Anggota Badan Anggaran (Banggar) DPRD Cilegon, Rahmatulloh menyebut penundaan pengisian jabatan dengan pejabat definitif itu merupakan kesalahan cukup fatal. Pasalnya, dua jabatan itu memiliki peranan strategis dalam pendapatan daerah dan pelayanan kepada masyarakat.

“Bagian Umum RSUD itu kan melayani semua kebutuhan di RSUD. Bidang Pajak di BPKPAD juga sama. Target pendapatan kita hari ini di semester pertama baru mencapai 27 persen yang semestinya mencapai 40-50 persen. Kenapa harus di-Plt-kan? Sudah mah Kepala BPKPAD Plt, Kabid Pajak juga Plt. Ini saya kira tidak sesuai dengan cita-cita dan harapan, serta janji politik kepala daerah,” katanya, Jumat (19/6/2026).

Dengan kondisi tersebut, Wakil Ketua KomIisi III DPRD Cilegon itu meminta Pemkot Cilegon segera mencari sosok yang kompeten untuk mengisi dua jabatan tersebut, terutama Bidang Pajak.

Ia menyampaikan, khusus bidang di BPKPAD dibutuhkan sosok yang tak hanya berkompeten, melainkan juga memiliki kreativitas tinggi agar dapat menggali potensi pajak dan retribusi sesuai dengan target yang telah ditentukan.

Diberitakan sebelumnya, Kepala Badan Kepegawaian, Pengembangan Sumber Daya Manusia (BKPSDM) Kota Cilegon, Joko Purwanto memandang kekosongan jabatan tersebut sebagai persoalan yang enteng. Menurutnya, dua jabatan itu bakal segera diisi oleh Pelaksana Tugas (Plt). Ia juga memilih tak ambil pusing dengan kekosongan jabatan pasca pelaksanaan mutasi dan promosi.

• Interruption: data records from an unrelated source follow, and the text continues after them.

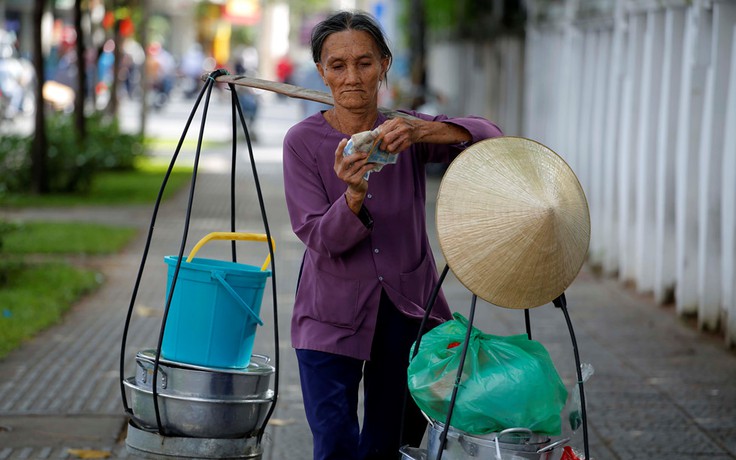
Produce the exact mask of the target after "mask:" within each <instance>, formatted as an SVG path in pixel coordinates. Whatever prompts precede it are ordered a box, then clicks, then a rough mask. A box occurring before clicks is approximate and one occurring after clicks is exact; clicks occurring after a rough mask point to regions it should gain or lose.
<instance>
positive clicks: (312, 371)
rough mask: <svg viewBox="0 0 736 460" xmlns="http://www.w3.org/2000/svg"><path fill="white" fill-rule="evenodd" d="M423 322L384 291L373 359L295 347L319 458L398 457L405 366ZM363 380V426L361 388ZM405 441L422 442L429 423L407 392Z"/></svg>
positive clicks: (302, 386)
mask: <svg viewBox="0 0 736 460" xmlns="http://www.w3.org/2000/svg"><path fill="white" fill-rule="evenodd" d="M418 331H419V321H418V320H413V319H410V318H407V317H405V316H404V315H402V314H401V313H400V312H399V311H398V310H397V309H396V307H394V305H393V304H392V303H391V302H390V301H389V300H388V298H387V297H386V296H385V294H382V295H381V306H380V309H379V313H378V325H377V328H376V334H375V337H374V338H373V346H372V348H371V359H370V361H362V360H359V359H355V358H349V357H347V356H341V355H335V354H332V353H325V352H321V351H313V350H302V349H299V350H296V356H297V359H298V361H299V376H300V379H301V386H302V395H303V398H304V409H305V411H306V414H307V421H308V422H309V427H310V428H311V430H312V436H313V438H314V459H315V460H332V459H334V460H353V459H355V460H369V459H381V460H386V459H398V458H400V456H399V447H401V446H400V439H399V438H400V435H401V421H402V412H404V395H405V393H406V368H407V366H408V363H409V350H410V348H411V345H412V344H413V343H414V340H416V336H417V332H418ZM361 378H363V379H364V381H363V389H364V393H363V398H364V407H363V427H362V430H361V429H360V427H359V422H358V413H357V412H358V410H357V409H358V391H359V386H360V380H361ZM403 421H404V433H403V440H401V443H403V444H409V445H412V446H419V444H420V443H421V441H422V437H423V435H424V431H425V430H426V427H427V422H426V420H425V419H424V417H423V416H422V414H421V412H420V411H419V409H418V408H417V406H416V404H415V403H414V400H413V399H412V398H411V396H410V395H408V394H407V396H406V409H405V413H404V416H403Z"/></svg>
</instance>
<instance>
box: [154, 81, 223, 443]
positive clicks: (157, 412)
mask: <svg viewBox="0 0 736 460" xmlns="http://www.w3.org/2000/svg"><path fill="white" fill-rule="evenodd" d="M216 72H217V71H216ZM216 72H213V74H214V73H216ZM214 84H215V83H214V76H213V75H212V74H210V77H209V78H208V79H207V83H206V85H205V86H206V87H207V96H206V98H205V102H204V109H203V111H202V122H201V124H200V126H199V136H198V138H197V150H196V153H195V155H194V167H193V169H192V182H191V184H190V185H189V198H188V200H187V210H186V217H185V220H184V229H183V230H182V237H181V245H180V246H179V256H178V258H177V260H176V268H175V269H174V273H173V275H172V279H171V286H170V287H169V295H168V297H167V298H166V306H165V307H164V315H163V319H162V320H161V329H160V330H159V334H158V343H157V345H156V359H155V360H154V363H153V377H152V378H153V386H152V389H153V408H154V412H155V413H156V425H157V427H158V432H159V433H160V434H161V435H163V436H165V435H166V431H165V430H164V427H163V425H162V424H161V411H160V408H159V404H158V385H157V384H156V382H157V378H158V368H159V362H160V360H161V344H162V343H163V340H164V330H165V329H166V320H167V319H168V317H169V308H170V307H171V300H172V299H173V298H174V290H175V288H176V282H177V280H178V279H179V270H180V269H181V263H182V259H183V258H184V249H186V244H187V237H188V236H189V225H190V222H191V218H192V204H193V202H194V190H195V188H196V185H197V172H198V170H199V158H200V156H201V153H202V139H203V138H204V127H205V124H206V122H207V110H208V109H209V106H210V97H211V95H212V88H213V87H214Z"/></svg>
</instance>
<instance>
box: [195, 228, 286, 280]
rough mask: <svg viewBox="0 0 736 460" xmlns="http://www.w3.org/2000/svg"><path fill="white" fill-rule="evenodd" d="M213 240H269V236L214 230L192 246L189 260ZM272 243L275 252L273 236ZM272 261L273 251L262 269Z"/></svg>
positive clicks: (262, 240)
mask: <svg viewBox="0 0 736 460" xmlns="http://www.w3.org/2000/svg"><path fill="white" fill-rule="evenodd" d="M211 240H238V241H268V237H267V236H266V235H264V234H263V233H239V232H212V233H210V234H208V235H205V236H204V238H202V239H201V240H199V241H198V242H197V244H195V245H194V247H193V248H192V252H190V253H189V257H188V258H187V262H191V261H192V259H193V258H194V255H195V254H196V253H197V251H199V250H200V249H201V248H202V246H204V245H205V243H207V242H208V241H211ZM271 244H272V245H273V250H274V252H275V251H276V242H274V241H273V238H271ZM270 263H271V253H270V252H269V254H268V255H267V256H266V260H265V262H263V265H261V271H263V270H265V269H266V267H268V265H269V264H270Z"/></svg>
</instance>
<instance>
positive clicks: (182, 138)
mask: <svg viewBox="0 0 736 460" xmlns="http://www.w3.org/2000/svg"><path fill="white" fill-rule="evenodd" d="M206 89H207V86H206V85H205V86H203V87H202V89H201V90H200V92H199V96H197V100H196V101H195V103H194V107H193V108H192V111H191V112H190V113H189V118H187V121H186V124H185V125H184V132H183V133H182V135H181V137H180V138H179V143H178V144H177V146H176V149H175V150H174V155H173V156H172V157H171V161H170V162H169V167H168V168H167V170H166V174H165V175H164V179H163V182H162V183H161V188H160V189H159V191H158V195H157V197H156V203H155V204H154V207H153V213H152V216H151V224H150V226H149V227H148V235H147V236H146V244H145V247H144V249H143V255H142V257H141V264H140V266H139V267H138V274H137V276H136V280H135V284H134V286H133V293H132V295H131V298H130V304H129V305H128V313H127V315H126V317H125V327H124V328H123V337H122V341H121V345H120V368H119V373H120V393H121V396H122V399H123V408H124V409H125V413H126V414H128V416H129V417H130V418H131V421H133V422H134V423H135V424H136V425H140V423H139V422H138V421H137V419H136V418H135V415H134V414H133V411H132V410H131V408H130V406H128V398H127V396H126V395H125V384H124V381H125V348H126V342H127V340H128V332H129V328H130V320H131V318H132V316H133V308H134V306H135V300H136V298H137V296H138V291H139V289H140V284H141V279H142V278H143V270H144V268H145V265H146V260H147V259H148V252H149V251H150V248H151V240H152V237H153V229H154V227H155V225H156V217H157V216H158V211H159V208H160V206H161V201H162V200H163V195H164V190H165V189H166V184H168V181H169V177H170V176H171V172H172V171H173V170H174V165H175V163H176V160H177V158H178V157H179V152H180V151H181V147H182V145H183V144H184V139H185V138H186V134H187V131H189V126H190V125H191V124H192V120H193V119H194V115H195V113H196V112H197V108H198V107H199V104H200V102H201V101H202V96H204V94H205V91H206ZM154 386H155V381H154Z"/></svg>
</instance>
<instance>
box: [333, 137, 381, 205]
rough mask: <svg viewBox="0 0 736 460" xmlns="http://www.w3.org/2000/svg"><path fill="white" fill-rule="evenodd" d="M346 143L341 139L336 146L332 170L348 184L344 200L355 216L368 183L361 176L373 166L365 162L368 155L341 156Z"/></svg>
mask: <svg viewBox="0 0 736 460" xmlns="http://www.w3.org/2000/svg"><path fill="white" fill-rule="evenodd" d="M347 143H348V140H347V139H343V140H341V141H340V143H339V144H338V145H337V150H335V166H334V169H335V174H337V177H339V178H340V180H342V181H343V182H345V183H346V184H348V189H347V190H346V191H345V198H346V200H347V202H348V206H350V209H352V210H353V212H355V213H356V214H357V213H358V211H360V207H361V206H362V205H363V200H364V199H365V195H366V192H367V191H368V181H367V180H365V179H364V178H363V176H364V175H365V173H366V172H368V171H369V170H370V169H371V168H372V167H373V165H372V164H369V163H367V162H366V160H367V159H368V154H367V153H365V152H354V153H353V154H351V155H348V156H343V154H342V153H343V151H344V150H345V146H346V145H347Z"/></svg>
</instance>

Pernyataan yang mencuat dari petinggi bagian kepegawaian itu tentu disesalkan oleh Rahmatulloh. Ia mengungkapkan pernyataan Joko yang menyebut “Gampang, gampang, jangan dibikin rumit lah” justru mencerminkan ketidakseriusan Pemkot Cilegon dalam mengelola birokrasi.

Baca Juga :  Hiasan Berbahasa Asing di Kota Serang Dikritik

Terlebih dengan pernyataan susulan Joko yang terkesan lepas tangan soal alasan mengapa dua jabatan itu tidak disiapkan penggantinya lantaran itu menjadi kewenangan dari kepala daerah. Rahmatulloh menegaskan hal itu merupakan bukan cara birokrat yang profesional dan cerminan dari lemahnya koordinasi dan tata kelola kepegawaian.

“Ini bukan soal gampang atau tidak, ini soal keberlanjutan pelayanan publik dan optimalisasi Pendapatan Asli Daerah (PAD). Kepala Bidang Pajak itu garda terdepan pemungutan pajak daerah. Kalau hanya diisi Pelaksana Tugas (Plt), siapa yang bertanggung jawab jika target PAD jeblok?” ungkapnya.

Hal senada juga disampaikan oleh Anggota Komisi I DPRD Cilegon, Ari Muhammad. Ia yang berada di komisi yang membidangi urusan pemerintahan, hukum, dan kepegawaian itu turut menyayangkan kosongnya dua jabatan strategis tersebut.

“Saya berharap Wali Kota segera menunjuk orang-orang untuk mengisi jabatan tersebut berdasarkan kualifikasi, integritas dan kemampuan,” ujarnya.

Ia juga mendesak Pemkot Cilegon untuk segera mengisi jabatan-jabatan yang kosong secara definitif dan transparan, serta memastikan setiap mutasi dan promosi ASN dilakukan dengan perencanaan yang matang dan berbasis manajemen talenta, bukan sekadar kebijakan instan yang meninggalkan persoalan di kemudian hari.

“Pejabat yang nanti ditunjuk diharapkan bisa berlari cepat demi kemajuan pembangunan di Kota Cilegon dan yang paling penting jangan sampai penunjukan didasarkan pada kedekatan saja,” tutup Ari.